The trade will still involve being long one currency and short another currency pair. In essence, the buyer will state how much they would like to buy, the price they want to buy at, and the date for expiration. A seller will then respond with a quoted premium for the trade. Traditional options may have American or European style expirations. Both the put and call options give traders a right, but there is no obligation. If the current exchange rate puts the options out of the money (OTM), then they will expire worthlessly.
An exotic option used to trade currencies include single payment options trading (SPOT) contracts. Spot options have a higher premium cost compared to traditional options, but they are easier to set and execute.
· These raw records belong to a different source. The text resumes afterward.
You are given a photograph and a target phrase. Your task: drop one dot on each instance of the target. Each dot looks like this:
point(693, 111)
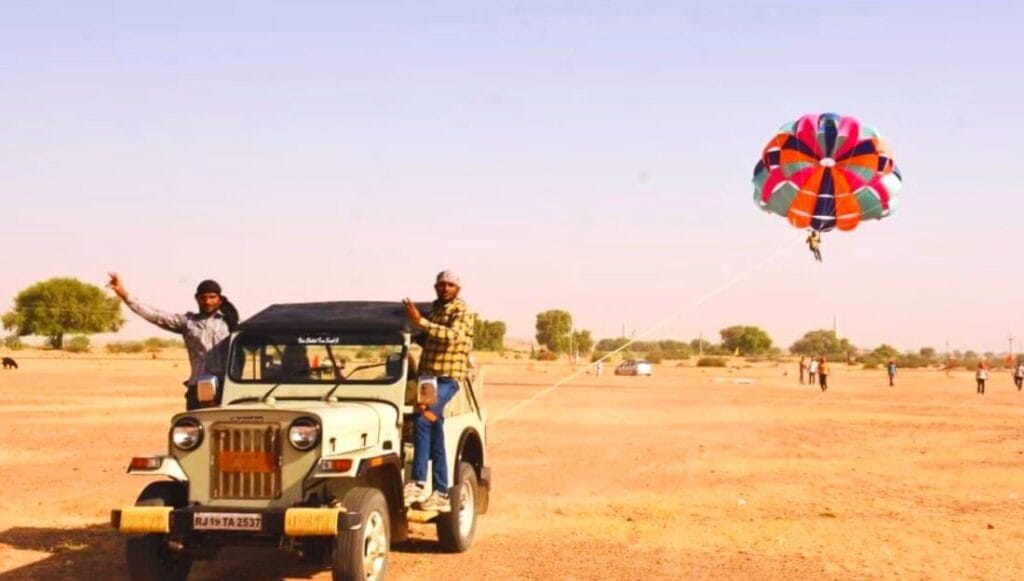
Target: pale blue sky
point(594, 157)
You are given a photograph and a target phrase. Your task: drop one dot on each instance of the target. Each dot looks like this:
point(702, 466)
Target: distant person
point(814, 243)
point(448, 337)
point(823, 373)
point(981, 375)
point(812, 371)
point(205, 332)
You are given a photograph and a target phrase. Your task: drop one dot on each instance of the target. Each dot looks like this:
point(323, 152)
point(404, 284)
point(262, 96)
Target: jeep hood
point(346, 426)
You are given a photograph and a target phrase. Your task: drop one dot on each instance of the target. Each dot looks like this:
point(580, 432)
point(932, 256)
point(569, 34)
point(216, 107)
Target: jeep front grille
point(245, 460)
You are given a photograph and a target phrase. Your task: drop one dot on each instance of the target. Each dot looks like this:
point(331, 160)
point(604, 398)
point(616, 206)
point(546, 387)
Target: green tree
point(488, 335)
point(582, 341)
point(553, 329)
point(60, 305)
point(750, 340)
point(701, 345)
point(822, 341)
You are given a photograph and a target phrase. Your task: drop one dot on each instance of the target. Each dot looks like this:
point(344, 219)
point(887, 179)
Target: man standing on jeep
point(448, 336)
point(205, 332)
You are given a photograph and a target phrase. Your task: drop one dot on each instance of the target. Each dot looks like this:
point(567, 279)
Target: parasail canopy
point(826, 171)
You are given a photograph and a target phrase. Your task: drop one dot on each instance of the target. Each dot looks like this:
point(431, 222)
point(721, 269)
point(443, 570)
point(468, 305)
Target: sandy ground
point(689, 473)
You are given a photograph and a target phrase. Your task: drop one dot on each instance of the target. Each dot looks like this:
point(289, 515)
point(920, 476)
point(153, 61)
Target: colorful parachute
point(826, 171)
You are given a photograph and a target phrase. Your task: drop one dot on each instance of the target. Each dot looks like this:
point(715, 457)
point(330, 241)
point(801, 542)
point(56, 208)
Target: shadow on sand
point(97, 552)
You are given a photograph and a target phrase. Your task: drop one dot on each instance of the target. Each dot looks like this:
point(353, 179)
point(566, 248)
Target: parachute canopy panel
point(826, 171)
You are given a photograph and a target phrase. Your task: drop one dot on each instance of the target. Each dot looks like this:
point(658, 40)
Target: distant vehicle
point(634, 367)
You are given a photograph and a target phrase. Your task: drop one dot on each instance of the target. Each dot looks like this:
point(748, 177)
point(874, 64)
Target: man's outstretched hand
point(115, 285)
point(412, 312)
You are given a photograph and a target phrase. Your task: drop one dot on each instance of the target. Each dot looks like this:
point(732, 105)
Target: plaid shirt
point(449, 331)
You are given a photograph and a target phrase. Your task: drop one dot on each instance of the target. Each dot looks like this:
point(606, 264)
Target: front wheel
point(363, 553)
point(457, 529)
point(148, 556)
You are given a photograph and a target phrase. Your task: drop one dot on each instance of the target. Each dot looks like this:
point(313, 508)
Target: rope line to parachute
point(736, 279)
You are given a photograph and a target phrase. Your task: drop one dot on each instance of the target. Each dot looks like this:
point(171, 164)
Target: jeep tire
point(457, 529)
point(363, 553)
point(147, 555)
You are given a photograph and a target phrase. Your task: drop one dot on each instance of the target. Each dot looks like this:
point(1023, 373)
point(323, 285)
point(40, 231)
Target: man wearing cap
point(448, 336)
point(205, 332)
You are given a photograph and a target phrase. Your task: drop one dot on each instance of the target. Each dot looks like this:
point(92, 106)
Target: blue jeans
point(428, 439)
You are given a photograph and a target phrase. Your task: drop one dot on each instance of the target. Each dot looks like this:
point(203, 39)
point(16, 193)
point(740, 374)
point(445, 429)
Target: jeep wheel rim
point(467, 508)
point(374, 545)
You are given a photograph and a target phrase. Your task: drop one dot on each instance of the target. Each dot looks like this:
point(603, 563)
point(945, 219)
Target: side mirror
point(206, 388)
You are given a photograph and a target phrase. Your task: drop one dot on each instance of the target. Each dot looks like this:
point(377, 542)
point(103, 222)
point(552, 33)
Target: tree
point(822, 341)
point(749, 340)
point(553, 329)
point(488, 335)
point(701, 345)
point(61, 305)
A currency trader buys a SPOT option by inputting a desired scenario (e.g. “I think EUR/USD will have an exchange rate above 1.5205 15 days from now”) and is quoted a premium. If the buyer purchases this option, the SPOT will automatically pay out if the scenario occurs. Essentially, the option is automatically converted to cash.
The SPOT is a financial product that has a more flexible contract structure than the traditional options. This strategy is an all-or-nothing type of trade, and they are also known as binary or digital options. The buyer will offer a scenario, such as EUR/USD will break 1.3000 in 12 days. They will receive premium quotes representing a payout based on the probability of the event taking place. If this event takes place, the buyer gets a profit. If the situation does not occur, the buyer will lose the premium they paid. SPOT contracts require a higher premium than traditional options contracts do. Also, SPOT contracts may be written to pay out if they reach a specific point, several specific points, or if it does not reach a particular point at all. Of course, premium requirements will be higher with specialized options structures.
Additional types of exotic options may attach the payoff to more than the value of the underlying instrument at maturity, including but not limited to characteristics such as at its value on specific moments in time such as an Asian option, a barrier option, a binary option, a digital option, or a lookback option.